Радиопозывные прервали слова Мела.
— КДП — машине номер один и городу двадцать пять. Чикагский центр сообщает: по его расчётам, интересующий вас самолёт войдёт в зону наблюдения и будет передан КДП Линкольна в ноль один семнадцать.
На часах Мела было один час шесть минут пополуночи. Значит, самолёт прибывал на минуту раньше, чем рассчитывал руководитель полётов. В распоряжении Патрони оставалось на минуту меньше времени; в распоряжении Мела — только одиннадцать минут. После чего он должен будет принять решение.

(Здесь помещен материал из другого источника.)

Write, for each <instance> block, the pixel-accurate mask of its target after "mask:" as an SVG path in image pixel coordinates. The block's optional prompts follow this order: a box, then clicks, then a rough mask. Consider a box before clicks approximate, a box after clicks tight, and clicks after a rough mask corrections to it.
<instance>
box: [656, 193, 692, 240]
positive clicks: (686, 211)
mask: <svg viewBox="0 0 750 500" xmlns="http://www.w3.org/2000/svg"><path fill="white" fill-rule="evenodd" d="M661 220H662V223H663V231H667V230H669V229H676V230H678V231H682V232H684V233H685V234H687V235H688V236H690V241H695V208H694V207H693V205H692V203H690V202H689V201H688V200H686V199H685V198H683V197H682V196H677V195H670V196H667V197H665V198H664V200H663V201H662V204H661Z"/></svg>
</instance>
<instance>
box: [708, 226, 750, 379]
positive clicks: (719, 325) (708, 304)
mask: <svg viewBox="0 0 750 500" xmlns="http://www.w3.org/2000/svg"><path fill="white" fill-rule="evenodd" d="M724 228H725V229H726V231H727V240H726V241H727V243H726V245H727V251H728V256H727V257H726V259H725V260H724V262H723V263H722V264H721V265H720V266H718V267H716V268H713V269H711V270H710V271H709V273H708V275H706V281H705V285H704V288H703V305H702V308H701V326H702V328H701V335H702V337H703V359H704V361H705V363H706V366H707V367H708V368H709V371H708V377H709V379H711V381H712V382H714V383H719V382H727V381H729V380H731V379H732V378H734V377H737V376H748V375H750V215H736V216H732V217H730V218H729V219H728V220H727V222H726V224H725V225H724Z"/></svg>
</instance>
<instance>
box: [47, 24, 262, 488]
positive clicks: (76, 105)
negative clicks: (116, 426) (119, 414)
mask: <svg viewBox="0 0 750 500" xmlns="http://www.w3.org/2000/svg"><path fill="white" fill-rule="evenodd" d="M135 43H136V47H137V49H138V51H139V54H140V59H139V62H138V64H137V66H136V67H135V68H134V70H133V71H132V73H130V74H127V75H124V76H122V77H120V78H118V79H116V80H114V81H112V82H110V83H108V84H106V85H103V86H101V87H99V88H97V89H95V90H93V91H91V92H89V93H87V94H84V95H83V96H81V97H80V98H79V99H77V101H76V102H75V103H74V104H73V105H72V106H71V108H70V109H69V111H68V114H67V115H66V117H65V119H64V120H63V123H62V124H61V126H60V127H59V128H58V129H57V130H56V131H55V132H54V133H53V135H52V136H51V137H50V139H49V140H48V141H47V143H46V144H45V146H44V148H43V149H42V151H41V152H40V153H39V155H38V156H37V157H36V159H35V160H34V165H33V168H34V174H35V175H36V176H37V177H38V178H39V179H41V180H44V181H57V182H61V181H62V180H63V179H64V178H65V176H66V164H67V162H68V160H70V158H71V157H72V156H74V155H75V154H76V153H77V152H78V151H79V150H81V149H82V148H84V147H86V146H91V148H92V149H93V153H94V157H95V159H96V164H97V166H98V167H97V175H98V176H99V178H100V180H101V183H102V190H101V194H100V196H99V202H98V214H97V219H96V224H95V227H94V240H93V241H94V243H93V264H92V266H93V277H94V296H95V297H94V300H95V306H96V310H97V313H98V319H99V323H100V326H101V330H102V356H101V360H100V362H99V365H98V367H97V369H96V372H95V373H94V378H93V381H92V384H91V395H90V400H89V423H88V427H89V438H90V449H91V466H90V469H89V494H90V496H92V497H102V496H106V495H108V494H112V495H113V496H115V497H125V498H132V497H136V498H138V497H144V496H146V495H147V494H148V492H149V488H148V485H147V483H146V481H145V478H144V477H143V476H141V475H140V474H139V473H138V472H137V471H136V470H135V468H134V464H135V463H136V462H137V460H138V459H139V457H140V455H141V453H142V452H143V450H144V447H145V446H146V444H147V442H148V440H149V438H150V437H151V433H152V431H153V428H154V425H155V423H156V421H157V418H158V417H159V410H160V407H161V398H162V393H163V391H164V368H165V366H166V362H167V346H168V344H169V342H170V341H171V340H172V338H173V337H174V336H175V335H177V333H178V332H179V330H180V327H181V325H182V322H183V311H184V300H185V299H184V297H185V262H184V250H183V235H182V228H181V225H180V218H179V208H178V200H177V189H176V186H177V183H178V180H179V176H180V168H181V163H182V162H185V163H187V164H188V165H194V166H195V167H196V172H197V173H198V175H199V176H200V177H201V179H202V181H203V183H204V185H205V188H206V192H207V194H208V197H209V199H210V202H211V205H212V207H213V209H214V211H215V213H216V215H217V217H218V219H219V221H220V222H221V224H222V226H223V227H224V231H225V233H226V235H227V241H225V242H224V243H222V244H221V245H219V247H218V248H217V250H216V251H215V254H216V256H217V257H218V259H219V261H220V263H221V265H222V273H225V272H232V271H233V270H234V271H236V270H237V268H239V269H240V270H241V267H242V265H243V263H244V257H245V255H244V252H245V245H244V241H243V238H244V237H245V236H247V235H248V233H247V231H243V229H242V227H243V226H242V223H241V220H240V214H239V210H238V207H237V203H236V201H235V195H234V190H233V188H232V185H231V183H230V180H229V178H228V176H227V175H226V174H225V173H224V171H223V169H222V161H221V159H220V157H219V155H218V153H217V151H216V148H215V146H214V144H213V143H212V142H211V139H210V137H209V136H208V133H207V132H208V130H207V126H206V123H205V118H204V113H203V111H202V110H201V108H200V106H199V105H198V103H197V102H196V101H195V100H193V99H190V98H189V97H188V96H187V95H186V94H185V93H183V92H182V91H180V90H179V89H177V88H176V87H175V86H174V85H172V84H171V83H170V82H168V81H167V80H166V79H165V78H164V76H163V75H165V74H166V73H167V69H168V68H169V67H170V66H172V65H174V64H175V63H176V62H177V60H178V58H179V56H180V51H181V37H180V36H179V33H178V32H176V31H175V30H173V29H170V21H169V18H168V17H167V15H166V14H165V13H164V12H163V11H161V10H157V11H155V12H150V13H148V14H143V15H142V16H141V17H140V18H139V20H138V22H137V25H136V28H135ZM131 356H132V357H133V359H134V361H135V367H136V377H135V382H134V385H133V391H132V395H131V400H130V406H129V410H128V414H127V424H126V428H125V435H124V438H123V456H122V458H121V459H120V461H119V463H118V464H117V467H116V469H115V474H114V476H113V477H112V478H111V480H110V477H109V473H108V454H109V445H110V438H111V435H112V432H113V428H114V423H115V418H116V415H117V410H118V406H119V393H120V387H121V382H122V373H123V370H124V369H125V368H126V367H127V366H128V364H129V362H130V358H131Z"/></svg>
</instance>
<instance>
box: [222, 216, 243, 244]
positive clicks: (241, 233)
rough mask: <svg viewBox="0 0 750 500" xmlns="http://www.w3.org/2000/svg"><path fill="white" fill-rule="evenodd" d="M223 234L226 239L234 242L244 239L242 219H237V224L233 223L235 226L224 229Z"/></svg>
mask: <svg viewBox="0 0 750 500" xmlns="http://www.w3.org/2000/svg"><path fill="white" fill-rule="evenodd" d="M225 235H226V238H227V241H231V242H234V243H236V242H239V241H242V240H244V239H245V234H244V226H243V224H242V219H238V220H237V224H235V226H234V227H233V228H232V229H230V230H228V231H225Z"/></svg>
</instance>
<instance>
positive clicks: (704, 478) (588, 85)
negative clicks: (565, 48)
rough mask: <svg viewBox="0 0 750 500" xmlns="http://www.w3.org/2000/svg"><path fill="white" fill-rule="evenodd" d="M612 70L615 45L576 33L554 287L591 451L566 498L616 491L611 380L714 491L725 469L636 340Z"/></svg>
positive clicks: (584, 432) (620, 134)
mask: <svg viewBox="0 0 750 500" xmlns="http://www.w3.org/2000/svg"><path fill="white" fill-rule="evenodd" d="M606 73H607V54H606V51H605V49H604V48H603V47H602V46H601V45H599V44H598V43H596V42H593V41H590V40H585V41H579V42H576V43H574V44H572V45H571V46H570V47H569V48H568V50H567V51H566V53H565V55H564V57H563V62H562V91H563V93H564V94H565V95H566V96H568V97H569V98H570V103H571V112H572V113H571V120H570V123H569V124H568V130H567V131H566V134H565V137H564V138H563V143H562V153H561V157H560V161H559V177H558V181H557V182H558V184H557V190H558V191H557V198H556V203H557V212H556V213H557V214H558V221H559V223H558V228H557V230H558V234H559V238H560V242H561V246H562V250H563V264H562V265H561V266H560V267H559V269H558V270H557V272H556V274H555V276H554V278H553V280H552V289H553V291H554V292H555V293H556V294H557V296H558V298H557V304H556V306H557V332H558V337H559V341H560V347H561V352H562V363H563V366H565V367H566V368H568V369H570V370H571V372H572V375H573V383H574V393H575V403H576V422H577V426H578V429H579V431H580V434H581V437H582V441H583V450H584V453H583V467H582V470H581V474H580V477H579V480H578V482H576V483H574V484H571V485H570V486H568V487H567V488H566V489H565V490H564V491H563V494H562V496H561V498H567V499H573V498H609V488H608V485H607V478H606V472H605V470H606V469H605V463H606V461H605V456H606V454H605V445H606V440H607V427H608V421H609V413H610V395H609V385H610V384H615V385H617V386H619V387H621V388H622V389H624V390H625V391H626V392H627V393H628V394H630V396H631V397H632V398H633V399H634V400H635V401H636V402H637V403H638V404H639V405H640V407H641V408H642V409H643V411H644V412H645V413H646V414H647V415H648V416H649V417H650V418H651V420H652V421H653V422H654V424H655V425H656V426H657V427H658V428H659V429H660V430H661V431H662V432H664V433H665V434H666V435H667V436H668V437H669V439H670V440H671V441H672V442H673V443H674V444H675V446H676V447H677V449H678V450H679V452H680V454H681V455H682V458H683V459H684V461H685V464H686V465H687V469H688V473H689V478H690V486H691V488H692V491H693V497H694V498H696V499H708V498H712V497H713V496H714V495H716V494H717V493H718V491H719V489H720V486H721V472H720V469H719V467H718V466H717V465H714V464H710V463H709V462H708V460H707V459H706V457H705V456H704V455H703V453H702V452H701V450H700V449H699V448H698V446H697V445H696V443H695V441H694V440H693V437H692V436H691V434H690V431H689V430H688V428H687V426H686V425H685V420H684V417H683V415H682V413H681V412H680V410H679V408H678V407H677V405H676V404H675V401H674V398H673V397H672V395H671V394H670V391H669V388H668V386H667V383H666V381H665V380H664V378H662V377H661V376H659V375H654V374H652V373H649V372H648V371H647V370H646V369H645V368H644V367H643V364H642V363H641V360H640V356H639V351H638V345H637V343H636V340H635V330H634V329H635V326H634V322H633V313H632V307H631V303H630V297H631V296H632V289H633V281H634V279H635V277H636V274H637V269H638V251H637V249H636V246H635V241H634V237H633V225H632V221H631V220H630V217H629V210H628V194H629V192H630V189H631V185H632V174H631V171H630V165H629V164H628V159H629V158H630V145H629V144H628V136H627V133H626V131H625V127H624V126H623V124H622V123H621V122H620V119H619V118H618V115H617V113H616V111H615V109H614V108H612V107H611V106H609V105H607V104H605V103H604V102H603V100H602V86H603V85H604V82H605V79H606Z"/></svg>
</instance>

— Машина номер один, произошли ли изменения на ВПП три-ноль?
— Изменений нет.
Не слишком ли он рискует, дотягивая до последнего, думал Мел. Он с трудом удерживался, чтобы не дать сигнала машинам снежной команды, но всё же взял себя в руки. И в том и в другом случае ответственность, ложившаяся на его плечи, велика. Не так-то просто отдать приказ, который превратит в обломки мощный современный лайнер стоимостью в шесть миллионов долларов. Ещё оставалась надежда, что Патрони справится со своей задачей, но с каждой секундой это становилось всё более сомнительным. Мел увидел, что прожекторы, установленные перед «боингом-707», и некоторое другое оборудование отводят в сторону. Но двигатели ещё не были запущены.
— А кто они такие — эти творцы нового, о которых вы говорите? — спросил Томлинсон. — Кто это?
— Ну, перечислять их по именам было бы нелегко, — рассеянно ответил Мел.
Он напряжённо наблюдал за происходившим на поле. Теперь всё пространство перед «боингом-707» было очищено от машин, и Мел увидел запорошённую снегом фигуру Патрони, поднимавшегося по трапу в пилотскую кабину лайнера. На последней ступеньке Патрони остановился, обернулся и махнул кому-то рукой; видно было, что он кричит что-то стоявшим внизу. Вот он открыл дверь самолёта и исчез за ней, и почти тотчас другая, более стройная и подвижная фигура поднялась по трапу за ним следом. Дверь самолёта захлопнулась. Трап откатили. Томлинсон снова спросил:
— Мистер Бейкерсфелд, не назовёте ли вы хоть кого-нибудь из этих людей — из тех, кто не лишён воображения и яснее представляют себе будущее аэропортов.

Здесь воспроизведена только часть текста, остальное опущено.